Introduction
The creation of artificial life, artificial life that clearly represents an improvement over life as it has evolved. That is how most science fiction authors and movie-makers view AI. For example, one movie contains the typical Frankenstein AI scenario. In that movie, self-aware robots rebel against their makers and decide to challenge their right to determine who lives and dies. More recently, another movie depicts a future with self-aware machines that are locked into a bitter battle for survival with humans. Popular science fiction books depict AI as not only independent but, in many ways, superior to conventional human beings
But these portrayals of AI software are, for the most part, fantasy.
At the other end of the scale, we have all the very real yet very specific AI programs that have been written and are available now. These should be viewed more as amazing tools that engineers have built rather than tools that have the ability to determine their own destiny. Desirable behavior from an AI program would be some kind of behavior that one would expect from a human as a result of a reasoning process. All AI systems, to some extent, mimic human behavior in order to solve problems that require intelligence. But most of the AI systems that we have today are users of a very small set of very specific techniques, more an engineering marvel than a psychological artifact
1. Fundamentals of machine learning
Traditional software systems follow a predetermined sequence of instructions to reach the solution. These systems are designed to perform tasks that have well-defined steps. They cannot generalize the answer across data points that were not designed to handle. Consequently, when a part of the task changes, the software needs to be reprogrammed to handle that task. Machine learning (ML) can address this limitation. It is a technique to give computers the ability to learn without being explicitly programmed. A new example can cause the program to change its processing rules as it learns more about any given task.

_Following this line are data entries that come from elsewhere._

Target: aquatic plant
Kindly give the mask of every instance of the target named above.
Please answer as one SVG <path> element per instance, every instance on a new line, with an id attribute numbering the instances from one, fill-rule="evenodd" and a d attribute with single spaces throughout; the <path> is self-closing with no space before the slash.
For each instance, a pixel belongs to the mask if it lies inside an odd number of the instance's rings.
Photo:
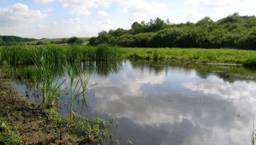
<path id="1" fill-rule="evenodd" d="M 61 117 L 56 107 L 53 107 L 45 110 L 45 114 L 49 121 L 59 123 L 61 122 Z"/>
<path id="2" fill-rule="evenodd" d="M 6 145 L 22 144 L 20 133 L 11 130 L 5 123 L 2 123 L 0 127 L 0 144 L 2 144 Z"/>
<path id="3" fill-rule="evenodd" d="M 252 144 L 255 145 L 256 141 L 256 128 L 255 128 L 255 118 L 253 118 L 253 122 L 252 122 L 252 129 L 251 130 L 251 141 Z"/>
<path id="4" fill-rule="evenodd" d="M 40 52 L 36 50 L 34 55 L 34 62 L 39 70 L 38 77 L 41 79 L 41 87 L 43 95 L 43 106 L 54 106 L 57 104 L 59 96 L 59 87 L 65 80 L 59 81 L 54 73 L 54 53 L 49 50 Z"/>
<path id="5" fill-rule="evenodd" d="M 102 118 L 83 118 L 74 124 L 74 130 L 86 143 L 94 144 L 108 137 L 108 126 Z"/>

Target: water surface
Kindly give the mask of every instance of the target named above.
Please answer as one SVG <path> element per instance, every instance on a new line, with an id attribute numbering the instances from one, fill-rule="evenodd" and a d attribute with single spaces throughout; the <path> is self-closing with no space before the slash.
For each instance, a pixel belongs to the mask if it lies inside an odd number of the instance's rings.
<path id="1" fill-rule="evenodd" d="M 251 144 L 255 70 L 135 60 L 95 63 L 94 67 L 89 83 L 97 85 L 86 92 L 86 106 L 77 103 L 75 110 L 82 117 L 113 118 L 110 133 L 122 144 L 128 139 L 134 144 Z M 60 76 L 67 79 L 65 71 Z M 14 81 L 39 103 L 25 84 Z M 67 79 L 61 89 L 69 85 Z M 68 102 L 62 93 L 64 116 L 68 116 L 64 105 Z"/>

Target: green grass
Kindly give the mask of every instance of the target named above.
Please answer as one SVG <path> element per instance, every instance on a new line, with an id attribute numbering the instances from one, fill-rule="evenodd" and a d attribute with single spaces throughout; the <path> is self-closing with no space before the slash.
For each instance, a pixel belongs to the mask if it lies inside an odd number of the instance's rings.
<path id="1" fill-rule="evenodd" d="M 0 144 L 12 145 L 22 144 L 19 133 L 12 130 L 10 126 L 2 123 L 0 126 Z"/>
<path id="2" fill-rule="evenodd" d="M 54 63 L 75 60 L 109 60 L 126 58 L 148 60 L 178 60 L 202 63 L 236 63 L 256 66 L 256 51 L 234 49 L 181 49 L 181 48 L 120 48 L 100 45 L 7 46 L 0 47 L 0 62 L 10 64 L 33 64 L 35 50 L 53 53 Z"/>
<path id="3" fill-rule="evenodd" d="M 123 58 L 256 65 L 256 51 L 233 49 L 124 48 Z M 248 62 L 250 62 L 249 63 Z"/>

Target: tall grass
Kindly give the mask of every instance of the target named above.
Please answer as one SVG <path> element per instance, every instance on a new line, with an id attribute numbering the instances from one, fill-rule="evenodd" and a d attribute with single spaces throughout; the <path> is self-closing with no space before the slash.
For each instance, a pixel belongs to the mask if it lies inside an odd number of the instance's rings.
<path id="1" fill-rule="evenodd" d="M 55 75 L 55 62 L 57 58 L 51 50 L 42 51 L 40 48 L 37 48 L 32 56 L 34 65 L 39 70 L 37 77 L 40 78 L 42 83 L 42 104 L 46 107 L 54 106 L 59 101 L 59 87 L 65 81 L 59 81 L 59 77 Z"/>
<path id="2" fill-rule="evenodd" d="M 79 45 L 7 46 L 0 47 L 0 61 L 10 64 L 33 64 L 29 52 L 48 50 L 55 63 L 84 60 L 113 60 L 124 58 L 178 60 L 199 63 L 231 63 L 246 66 L 256 66 L 256 51 L 232 49 L 119 48 L 101 44 L 97 47 Z"/>

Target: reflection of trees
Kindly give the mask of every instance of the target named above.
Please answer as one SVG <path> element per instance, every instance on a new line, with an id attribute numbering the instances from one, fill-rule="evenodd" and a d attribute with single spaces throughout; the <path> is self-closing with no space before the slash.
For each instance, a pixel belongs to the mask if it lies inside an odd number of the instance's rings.
<path id="1" fill-rule="evenodd" d="M 249 69 L 242 66 L 224 66 L 217 65 L 204 65 L 181 63 L 178 61 L 165 60 L 131 60 L 132 67 L 144 69 L 148 68 L 150 71 L 153 71 L 155 74 L 159 74 L 163 71 L 167 73 L 167 66 L 175 67 L 177 69 L 195 70 L 197 74 L 206 79 L 210 74 L 214 74 L 222 79 L 224 81 L 230 83 L 235 81 L 252 81 L 256 82 L 256 70 Z"/>

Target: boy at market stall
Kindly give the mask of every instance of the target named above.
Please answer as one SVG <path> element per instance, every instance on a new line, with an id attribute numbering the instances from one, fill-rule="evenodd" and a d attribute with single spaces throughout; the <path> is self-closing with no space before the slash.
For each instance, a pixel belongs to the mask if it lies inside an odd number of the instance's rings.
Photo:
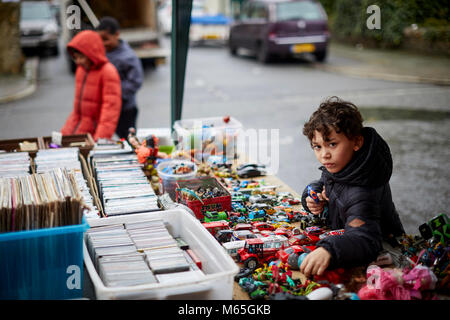
<path id="1" fill-rule="evenodd" d="M 316 203 L 305 188 L 303 207 L 314 215 L 324 214 L 333 230 L 345 231 L 317 242 L 300 271 L 306 276 L 321 275 L 327 268 L 350 268 L 375 261 L 383 240 L 404 233 L 389 186 L 389 146 L 374 128 L 363 127 L 362 116 L 353 103 L 338 97 L 321 103 L 305 123 L 303 134 L 322 164 L 320 180 L 310 184 L 319 201 Z"/>
<path id="2" fill-rule="evenodd" d="M 144 81 L 141 60 L 128 45 L 120 39 L 120 25 L 112 17 L 103 17 L 97 27 L 103 40 L 106 56 L 119 72 L 122 84 L 122 111 L 116 133 L 119 138 L 127 138 L 128 129 L 136 128 L 138 108 L 136 93 Z"/>
<path id="3" fill-rule="evenodd" d="M 63 135 L 90 133 L 95 141 L 111 139 L 121 109 L 120 78 L 108 61 L 100 36 L 79 32 L 67 44 L 77 64 L 73 110 L 61 129 Z"/>

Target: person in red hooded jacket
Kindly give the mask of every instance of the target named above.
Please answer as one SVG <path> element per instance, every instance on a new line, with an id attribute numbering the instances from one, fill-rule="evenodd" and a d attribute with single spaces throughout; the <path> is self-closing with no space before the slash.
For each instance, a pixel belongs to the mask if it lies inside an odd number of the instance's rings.
<path id="1" fill-rule="evenodd" d="M 67 50 L 77 64 L 74 107 L 66 120 L 63 135 L 90 133 L 95 141 L 111 139 L 122 107 L 120 77 L 106 57 L 97 32 L 78 33 Z"/>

An ML model understands patterns and insights from data and then uses them to take appropriate actions. It can quickly process and analyze large volumes of data and automatically learn and adapt from past decisions. ML models can take the form of a rule, decision tree, linear or nonlinear function that maps input data to an output prediction. ML prediction can be a score, time series, category, etc. The model can be an ensemble of models, a neural network, or an output from a decision tree. The data can be structured or unstructured, labeled or unlabeled. It can also consist of features used to predict and allocate target data.
ML prediction analysis has two types: supervised and unsupervised. In the supervised model, the data is pre-labeled, while in the unsupervised case, the data is not; the model is not explicitly trained; it discovers the patterns. The key difference between ML and traditional software is that ML uses more data with fewer clear rules, while traditional software incorporates a high amount of explicitly programmed rules that use data
2. Definition and scope
Artificial intelligence (AI) falls within the field of information technology (IT). In the past few years, AI has become one of the trendiest fields in all areas due to the impressive advances experienced. In particular, within AI, the topic of machine learning (ML) is of great relevance. However, it is not simple to put a boundary between AI and ML. In this book, we will not use the term ‘AI’ too much, and when we do, we will consider it as a synonym for ML, or else we will make a clear distinction. However, we must know that AI is much more than ML, and in this chapter, we provide an overview of what is within the scope of AI, together with a general introduction to the evolution of AI in its history, addressing some relevant topics.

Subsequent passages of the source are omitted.